Soulignant qu’il incombe à l’entreprise utilisatrice de rapporter la preuve de la réalité du motif énoncé dans le contrat et soulignant que l’entreprise utilisatrice à laquelle il appartenait de produire les éléments permettant de vérifier la réalité des motifs énoncés dans les contrats, ne rapportait aucune donnée concrète justifiant des motifs de recours à l’embauche précaire du salarié, puisqu’elle se limitait à critiquer la pertinence des documents produits par le salarié à l’appui de la dénonciation d’une pratique habituelle de l’entreprise d’un recours à des embauches précaires pour des motifs de moindre coûts, elle rejette le pourvoi de l’entreprise utilisatrice.
L’entreprise de travail temporaire, quant à elle, reproche à l’arrêt d’appel la condamnation in solidum avec l’entreprise utilisatrice, prétendant que le respect du délai de carence constitue une obligation pesant seulement sur l’entreprise utilisatrice, seule à même d’en assurer effectivement le respect et prétendant qu’aucune disposition du Code du Travail ne prévoit la requalification des contrats de mission en un contrat à durée indéterminée à l’égard de l’entreprise de travail temporaire.
Mais là encore, la Chambre Sociale de la Haute Cour ne va pas suivre l’entreprise de travail temporaire dans son argumentation.

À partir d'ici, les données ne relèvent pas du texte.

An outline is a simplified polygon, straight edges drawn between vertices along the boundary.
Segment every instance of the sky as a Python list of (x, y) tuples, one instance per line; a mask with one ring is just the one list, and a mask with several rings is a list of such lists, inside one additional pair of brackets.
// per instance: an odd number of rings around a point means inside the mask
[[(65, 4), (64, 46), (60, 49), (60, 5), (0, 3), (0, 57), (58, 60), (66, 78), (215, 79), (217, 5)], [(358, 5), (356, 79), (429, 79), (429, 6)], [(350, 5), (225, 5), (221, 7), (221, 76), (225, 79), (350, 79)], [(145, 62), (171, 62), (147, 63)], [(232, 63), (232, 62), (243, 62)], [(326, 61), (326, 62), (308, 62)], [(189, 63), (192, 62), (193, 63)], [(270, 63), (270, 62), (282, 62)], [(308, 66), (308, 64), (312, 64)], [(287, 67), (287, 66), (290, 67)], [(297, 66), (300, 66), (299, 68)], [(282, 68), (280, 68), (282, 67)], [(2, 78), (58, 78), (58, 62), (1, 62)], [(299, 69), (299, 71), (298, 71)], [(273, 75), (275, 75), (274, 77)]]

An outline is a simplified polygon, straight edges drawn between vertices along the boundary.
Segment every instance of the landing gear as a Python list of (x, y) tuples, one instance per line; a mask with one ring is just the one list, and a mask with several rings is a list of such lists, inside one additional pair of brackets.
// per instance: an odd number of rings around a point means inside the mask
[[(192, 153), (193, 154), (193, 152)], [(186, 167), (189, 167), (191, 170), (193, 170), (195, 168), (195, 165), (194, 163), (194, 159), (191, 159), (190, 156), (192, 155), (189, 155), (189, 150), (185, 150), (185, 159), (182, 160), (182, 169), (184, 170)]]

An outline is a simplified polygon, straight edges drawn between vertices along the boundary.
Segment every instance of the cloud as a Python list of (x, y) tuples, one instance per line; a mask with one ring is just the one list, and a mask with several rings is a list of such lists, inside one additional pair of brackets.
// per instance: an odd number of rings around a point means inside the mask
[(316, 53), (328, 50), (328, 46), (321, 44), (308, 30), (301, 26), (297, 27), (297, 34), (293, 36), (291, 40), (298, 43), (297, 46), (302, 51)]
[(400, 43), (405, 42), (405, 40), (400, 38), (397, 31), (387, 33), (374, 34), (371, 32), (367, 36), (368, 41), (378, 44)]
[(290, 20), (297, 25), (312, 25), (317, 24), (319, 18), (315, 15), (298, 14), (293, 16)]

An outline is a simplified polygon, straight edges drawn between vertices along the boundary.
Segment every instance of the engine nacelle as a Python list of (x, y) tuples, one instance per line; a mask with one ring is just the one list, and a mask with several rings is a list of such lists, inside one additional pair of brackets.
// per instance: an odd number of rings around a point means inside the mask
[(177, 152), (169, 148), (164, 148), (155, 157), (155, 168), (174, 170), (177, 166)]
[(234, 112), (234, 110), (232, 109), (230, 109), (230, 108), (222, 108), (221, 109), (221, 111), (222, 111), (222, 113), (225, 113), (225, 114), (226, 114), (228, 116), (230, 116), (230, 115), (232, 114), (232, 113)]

Soulignant au contraire, que les dispositions du Code du Travail n’excluent pas la possibilité pour le salarié d’agir contre l’entreprise de travail temporaire lorsque les conditions à défaut desquelles toute opération de prêt de main-d’œuvre est interdite non pas été respectées,
Et soulignant qu’il résulte toujours des dispositions du Code de Travail que l’entreprise de travail temporaire ne peut conclure avec un même salarié sur le même poste de travail, des contrats de mission successifs qu’à la condition que chaque contrat en cause soit conclu pour l’un des motifs énumérés par le code au nombre desquels ne figure pas l’accroissement temporaire d’activité,
Ce, alors que l’entreprise de travail temporaire avait conclu plusieurs contrats de mission au motif d’un accroissement temporaire d’activité sans respect du délai de carence,
Elle considère que c’est à bon droit que la relation contractuelle existant entre le salarié et l’entreprise de travail temporaire devait être requalifiée en un contrat de travail à durée indéterminée, le non-respect du délai de carence constituant un manquement propre de l’entreprise de travail temporaire, à ses obligations dans l’établissement des contrats de mission,
C’est donc à bon droit que l’entreprise de travail temporaire a été condamnée in solidum avec l’entreprise utilisatrice à supporter les conséquences de la requalification de la relation de travail en CDI, à l’exception de l’indemnité de requalification dont l’entreprise utilisatrice reste seule débitrice.
Par suite, la Haute Cour rejette les pourvois tant de l’entreprise utilisatrice que de l’entreprise de travail temporaire.